One measure of success under the DMA would be the emergence of durable rival app stores, able to provide new channels of app distribution that give both users and developers genuine choices. It seems reasonably clear that durable app stores will not emerge under Apple’s proposed DMA compliance plan.

It is nevertheless important to be clear-eyed about the project of promoting app store competition. The natural tendency of incumbents to resist new entrants might not be the only force blocking the development of competition. This key digital industry might very well be a natural monopoly where supply-side economies and network effects might prove to be unremovable even with fullest use of pro-competitive tools.
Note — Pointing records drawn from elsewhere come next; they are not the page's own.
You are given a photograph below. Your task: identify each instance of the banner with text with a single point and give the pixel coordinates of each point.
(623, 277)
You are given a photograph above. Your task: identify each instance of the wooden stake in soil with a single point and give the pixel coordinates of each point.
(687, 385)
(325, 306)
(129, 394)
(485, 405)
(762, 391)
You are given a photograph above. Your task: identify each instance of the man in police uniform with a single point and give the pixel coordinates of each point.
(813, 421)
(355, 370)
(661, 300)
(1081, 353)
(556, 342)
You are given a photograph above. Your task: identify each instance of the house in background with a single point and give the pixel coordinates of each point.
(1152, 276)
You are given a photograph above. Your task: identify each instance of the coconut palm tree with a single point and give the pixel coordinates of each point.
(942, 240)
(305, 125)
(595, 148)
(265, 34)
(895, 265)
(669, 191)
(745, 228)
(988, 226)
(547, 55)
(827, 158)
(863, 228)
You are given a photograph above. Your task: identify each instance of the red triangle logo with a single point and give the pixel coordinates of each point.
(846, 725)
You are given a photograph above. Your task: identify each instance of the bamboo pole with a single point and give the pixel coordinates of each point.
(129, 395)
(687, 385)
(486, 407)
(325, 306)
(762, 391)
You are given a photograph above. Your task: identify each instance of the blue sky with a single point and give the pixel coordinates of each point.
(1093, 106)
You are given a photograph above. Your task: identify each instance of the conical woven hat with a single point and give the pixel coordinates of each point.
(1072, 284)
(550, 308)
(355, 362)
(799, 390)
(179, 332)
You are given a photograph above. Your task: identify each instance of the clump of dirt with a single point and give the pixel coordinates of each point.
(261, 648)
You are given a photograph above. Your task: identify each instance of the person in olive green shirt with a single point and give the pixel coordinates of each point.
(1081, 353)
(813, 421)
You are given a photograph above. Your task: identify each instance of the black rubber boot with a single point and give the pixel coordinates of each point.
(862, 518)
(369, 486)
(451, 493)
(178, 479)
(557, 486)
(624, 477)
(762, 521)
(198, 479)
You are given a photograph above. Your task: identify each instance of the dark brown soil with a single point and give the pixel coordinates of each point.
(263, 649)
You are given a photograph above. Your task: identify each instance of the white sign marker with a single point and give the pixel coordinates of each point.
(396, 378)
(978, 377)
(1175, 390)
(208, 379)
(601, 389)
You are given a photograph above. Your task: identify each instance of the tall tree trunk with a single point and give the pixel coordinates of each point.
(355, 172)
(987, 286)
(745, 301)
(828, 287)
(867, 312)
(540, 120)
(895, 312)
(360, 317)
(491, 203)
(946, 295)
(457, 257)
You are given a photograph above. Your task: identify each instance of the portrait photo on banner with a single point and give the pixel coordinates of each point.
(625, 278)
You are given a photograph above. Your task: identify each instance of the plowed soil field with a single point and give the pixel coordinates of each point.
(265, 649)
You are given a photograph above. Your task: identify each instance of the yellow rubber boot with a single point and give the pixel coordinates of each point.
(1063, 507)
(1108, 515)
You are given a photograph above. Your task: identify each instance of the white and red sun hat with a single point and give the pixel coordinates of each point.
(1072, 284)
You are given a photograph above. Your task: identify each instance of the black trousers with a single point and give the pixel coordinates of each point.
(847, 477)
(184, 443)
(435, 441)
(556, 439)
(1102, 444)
But if so, not all is lost. If an industry is a natural monopoly, then, as Lina Khan said in the law review article that made her famous before her ascent to the chair of the Federal Trade Commission, it would be appropriate to apply elements of public utility regulation including non-discrimination rules and continued price regulation to “limit how a monopoly may use its power.” The mobile app infrastructure is a central, core digital industry that needs to be under public supervision if actual competition fails to develop. Even a durable app store monopoly can be prevented from abusing its business customers or leveraging its monopoly into another dominant position in adjacent markets.

What is clear is that any hope of instilling competition into the monopoly app industry will require vigilant and often intrusive supervisory regulation. Incumbents rarely give up their incumbency without a fight. When their rivals must depend on dominant company platforms to compete fairly, there is an almost irresistible incentive for incumbents to game the system to preserve their current advantages. Regulation must assume such an incentive and take active and alert steps against it.

In the United States, such intrusive regulation is seen as the opposite of effective antitrust policy. In Europe, regulation is seen as a complement, not a substitute for competition policy, which seems the better approach.

The way forward is for European regulators to exercise their powers to the fullest in what might be an uphill battle to create and maintain competition in the app industry. For the U.S., the message is also clear. A regulatory structure focused on promoting and facilitating competition in digital industries must supplement existing antitrust tools.